Method Lap14 Res14 Res15 Res16
SoftProtoE 83.2 87.4 73.3 77.0
BERT-PT 84.2 86.3 73.9 78.3
Self-Training 86.9 88.8 75.8 82.6
GPT-3.5 83.8 83.8
SpikeATE (binary) 81.4 84.9 70.0 75.3
SpikeATE (ternary) 84.0 86.5 72.3 78.2

The ternary variant achieves F1 scores within 1–2 points of leading DNNs and matches BERT-PT and SoftProtoE on multiple benchmarks.

Ablation studies confirm that ternary spikes consistently improve F1 by 2–5 points over binaryly-encoded spikes across all tasks and time-step choices.
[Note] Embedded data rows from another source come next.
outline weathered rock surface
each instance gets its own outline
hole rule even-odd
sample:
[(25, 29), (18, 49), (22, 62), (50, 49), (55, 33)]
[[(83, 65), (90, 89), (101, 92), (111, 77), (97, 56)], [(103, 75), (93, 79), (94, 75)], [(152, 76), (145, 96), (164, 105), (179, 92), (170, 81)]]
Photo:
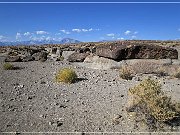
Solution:
[(19, 62), (21, 61), (19, 56), (7, 56), (5, 62)]
[(46, 52), (38, 52), (32, 55), (32, 57), (34, 58), (34, 60), (38, 61), (38, 60), (47, 60), (47, 53)]
[(96, 48), (98, 56), (114, 59), (116, 61), (125, 59), (177, 59), (176, 49), (153, 45), (123, 45), (110, 44)]
[(89, 55), (89, 53), (78, 53), (75, 52), (68, 57), (69, 62), (83, 62), (84, 59)]

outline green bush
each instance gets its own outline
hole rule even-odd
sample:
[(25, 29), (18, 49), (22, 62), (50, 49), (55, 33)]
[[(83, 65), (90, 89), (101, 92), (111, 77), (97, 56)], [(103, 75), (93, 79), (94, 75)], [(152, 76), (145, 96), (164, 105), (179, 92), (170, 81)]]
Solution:
[(131, 80), (133, 77), (133, 70), (129, 66), (123, 66), (120, 69), (119, 76), (122, 79)]
[(154, 80), (142, 81), (138, 86), (129, 89), (129, 95), (133, 97), (131, 108), (141, 106), (146, 110), (144, 112), (159, 122), (166, 122), (179, 117), (179, 104), (173, 104), (171, 98), (161, 90), (161, 85)]
[(77, 80), (77, 74), (73, 69), (64, 68), (59, 70), (56, 75), (57, 82), (74, 83)]
[(180, 71), (178, 71), (177, 73), (175, 73), (175, 74), (174, 74), (174, 77), (180, 79)]
[(5, 70), (13, 70), (14, 69), (14, 65), (11, 64), (11, 63), (4, 63), (3, 68)]

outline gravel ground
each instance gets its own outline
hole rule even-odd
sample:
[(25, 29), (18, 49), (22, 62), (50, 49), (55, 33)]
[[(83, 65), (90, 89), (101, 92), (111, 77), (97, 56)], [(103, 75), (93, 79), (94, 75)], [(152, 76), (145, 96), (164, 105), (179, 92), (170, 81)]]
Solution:
[[(89, 69), (66, 61), (14, 62), (20, 69), (3, 70), (3, 57), (0, 61), (1, 133), (147, 132), (125, 110), (128, 89), (140, 81), (120, 79), (118, 70)], [(74, 68), (79, 81), (70, 85), (55, 82), (55, 73), (63, 67)], [(160, 82), (167, 94), (180, 101), (180, 80), (161, 78)]]

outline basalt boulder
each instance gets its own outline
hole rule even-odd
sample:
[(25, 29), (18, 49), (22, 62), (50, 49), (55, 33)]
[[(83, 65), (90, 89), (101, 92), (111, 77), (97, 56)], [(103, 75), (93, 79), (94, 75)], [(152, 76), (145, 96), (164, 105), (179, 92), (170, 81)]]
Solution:
[(83, 62), (84, 59), (89, 55), (89, 53), (78, 53), (75, 52), (68, 57), (69, 62)]
[(101, 45), (96, 55), (116, 61), (126, 59), (178, 59), (178, 51), (169, 47), (155, 45)]

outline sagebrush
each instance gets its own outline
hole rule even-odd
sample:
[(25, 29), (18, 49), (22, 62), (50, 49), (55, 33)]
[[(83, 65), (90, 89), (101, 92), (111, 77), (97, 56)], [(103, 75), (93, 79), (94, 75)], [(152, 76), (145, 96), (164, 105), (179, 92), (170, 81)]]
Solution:
[(166, 123), (180, 117), (180, 104), (173, 103), (155, 80), (146, 79), (128, 92), (128, 112), (141, 112), (156, 123)]
[(133, 70), (129, 66), (123, 66), (120, 69), (119, 76), (122, 79), (131, 80), (133, 77)]

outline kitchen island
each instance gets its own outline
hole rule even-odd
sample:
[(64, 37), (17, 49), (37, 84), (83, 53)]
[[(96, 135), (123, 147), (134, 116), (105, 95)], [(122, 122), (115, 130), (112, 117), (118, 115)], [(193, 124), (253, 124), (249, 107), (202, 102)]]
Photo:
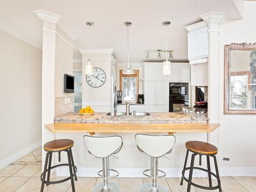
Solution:
[[(218, 123), (208, 123), (205, 114), (182, 112), (150, 113), (150, 116), (111, 116), (106, 115), (106, 113), (95, 113), (87, 116), (70, 113), (56, 117), (54, 123), (45, 125), (54, 139), (67, 138), (74, 141), (72, 151), (80, 176), (97, 177), (101, 166), (100, 160), (90, 155), (85, 148), (83, 135), (121, 136), (123, 147), (117, 154), (119, 159), (111, 158), (111, 164), (123, 177), (143, 177), (143, 170), (150, 164), (146, 155), (137, 149), (134, 141), (136, 134), (175, 135), (176, 143), (168, 155), (171, 160), (161, 158), (160, 165), (167, 177), (178, 177), (181, 176), (184, 163), (185, 143), (188, 140), (207, 141), (207, 133), (219, 126)], [(57, 156), (55, 158), (57, 162)], [(68, 173), (59, 169), (57, 175), (67, 176)]]

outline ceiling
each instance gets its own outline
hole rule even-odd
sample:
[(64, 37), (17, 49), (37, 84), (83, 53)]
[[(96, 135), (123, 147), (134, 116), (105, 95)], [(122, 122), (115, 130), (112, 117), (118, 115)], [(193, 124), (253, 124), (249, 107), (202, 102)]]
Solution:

Performance peaks at three spiking-conv layers; additional layers confer diminishing or negative returns. Error analyses indicate robust performance on typical aspect terms; boundary failures primarily occur for rare, long multi-token aspects (over 3 tokens).

7. Deployment Characteristics and Extensions

SpikeATE exhibits inference latency around 1.4 ms/sentence (CPU+GPU mixed), and its event-driven model is amenable to deployment on neuromorphic hardware (e.g., Intel Loihi, BrainChip Akida, or FPGAs), offering potential for even lower energy and improved latency.

Future directions outlined for the framework include on-chip training, online test-time adaptation, integration of attention-like mechanisms to improve long-span dependency modeling, augmentation strategies for long aspect phrases, and joint training for aspect plus sentiment extraction. The architecture’s low power and event-based characteristics position it as a strong candidate for sustainable, scalable NLP services (Mishra et al., 10 Jan 2026).